In economic news, today should be relatively quiet. Tomorrow, the Conference Board’s consumer confidence index for the month of July will be published, along with the latest monthly S&P Case-Shiller home price index. On Wednesday, the FOMC (Federal Open Market Committee) will wrap up its regularly scheduled two-day meeting. At this juncture, most investors expect that the Federal Reserve will lift interest rates by 25 basis points. However, it should be noted that progress has been made on the inflation front, and it is possible that the central bank will soon assume a less-aggressive stance. Later in the week, investors will get a look at the advanced estimate for second-quarter GDP (gross domestic product). Here, the numbers will likely show that the U.S. economy expanded at a rate of about 1.7%, annualized. A healthy GDP reading is important, as many voices on Wall Street have been predicting that the economy might soon be heading into a recession. The PCE (Personal Consumption Expenditures) price index for the month of June will also be released at the end of the week.

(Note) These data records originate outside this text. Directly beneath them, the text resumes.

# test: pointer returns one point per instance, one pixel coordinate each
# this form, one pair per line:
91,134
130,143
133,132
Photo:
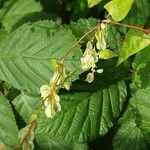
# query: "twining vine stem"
32,124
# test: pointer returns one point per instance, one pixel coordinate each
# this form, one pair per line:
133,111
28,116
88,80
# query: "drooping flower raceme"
49,93
51,100
89,60
100,37
90,57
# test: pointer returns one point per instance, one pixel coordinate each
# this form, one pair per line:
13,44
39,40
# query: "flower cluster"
49,93
91,56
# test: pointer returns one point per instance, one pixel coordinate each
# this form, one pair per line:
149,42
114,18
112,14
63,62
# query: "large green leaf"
84,115
92,3
118,9
141,65
44,142
14,10
129,135
134,131
8,127
26,55
134,42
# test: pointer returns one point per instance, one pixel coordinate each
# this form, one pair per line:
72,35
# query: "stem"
127,26
75,44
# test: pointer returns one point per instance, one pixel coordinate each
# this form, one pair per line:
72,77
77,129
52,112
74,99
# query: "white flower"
99,71
45,91
52,106
54,77
101,43
51,101
90,77
90,57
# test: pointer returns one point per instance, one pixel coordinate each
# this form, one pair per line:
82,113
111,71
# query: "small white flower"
54,77
51,101
90,77
99,71
101,43
45,91
103,26
90,57
52,106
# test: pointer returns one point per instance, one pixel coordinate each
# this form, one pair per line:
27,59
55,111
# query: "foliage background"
116,103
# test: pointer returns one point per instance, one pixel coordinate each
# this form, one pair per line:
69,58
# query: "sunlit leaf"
8,127
118,9
134,42
92,3
84,115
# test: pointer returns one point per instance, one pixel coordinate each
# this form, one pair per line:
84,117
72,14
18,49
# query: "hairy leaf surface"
26,55
134,42
85,115
118,9
8,127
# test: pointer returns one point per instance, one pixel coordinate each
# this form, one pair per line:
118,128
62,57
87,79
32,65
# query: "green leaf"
3,33
118,9
134,132
26,55
44,142
141,65
92,3
129,136
8,127
14,10
27,105
134,42
107,54
84,115
138,15
83,25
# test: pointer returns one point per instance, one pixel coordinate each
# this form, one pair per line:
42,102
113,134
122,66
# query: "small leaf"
107,54
92,3
134,42
54,63
8,127
118,9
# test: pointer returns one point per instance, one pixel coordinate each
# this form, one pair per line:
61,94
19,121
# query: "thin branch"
127,26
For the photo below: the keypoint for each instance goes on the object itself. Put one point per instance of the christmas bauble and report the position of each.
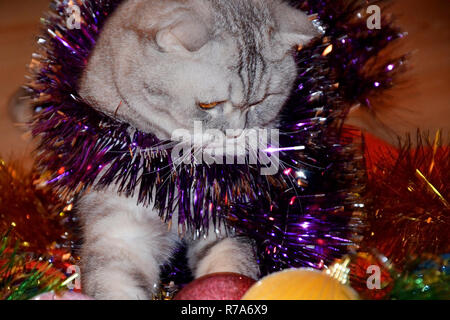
(300, 284)
(216, 286)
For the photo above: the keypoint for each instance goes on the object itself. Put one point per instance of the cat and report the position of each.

In the corporate arena, numerous large corporations will be weighing in with profit reports over the next few days. Specifically, we will hear from many leading technology companies, including Google’s parent company Alphabet (GOOG), Microsoft (MSFT), and Meta Platforms (META). These reports will be closely scrutinized by investors, especially since the technology sector has been driving the market higher for some time, and quite a few investors may be wondering if current valuations are warranted.
From a technical vantage point, the S&P 500 Index continues to drift higher, adding to an already impressive run. Timing the stock market with any accuracy has proven to be a difficult task, and it should be noted that stocks typically do not advance forever without periods of consolidation or profit-taking along the way. The broader market is currently trading at a price-to-earnings (P/E) multiple of almost 18, which is not inexpensive, and probably only makes sense if the economic news and the corporate sector continue to provide support. - Adam Rosner
At the time of this article’s writing, the author had a position in Alphabet.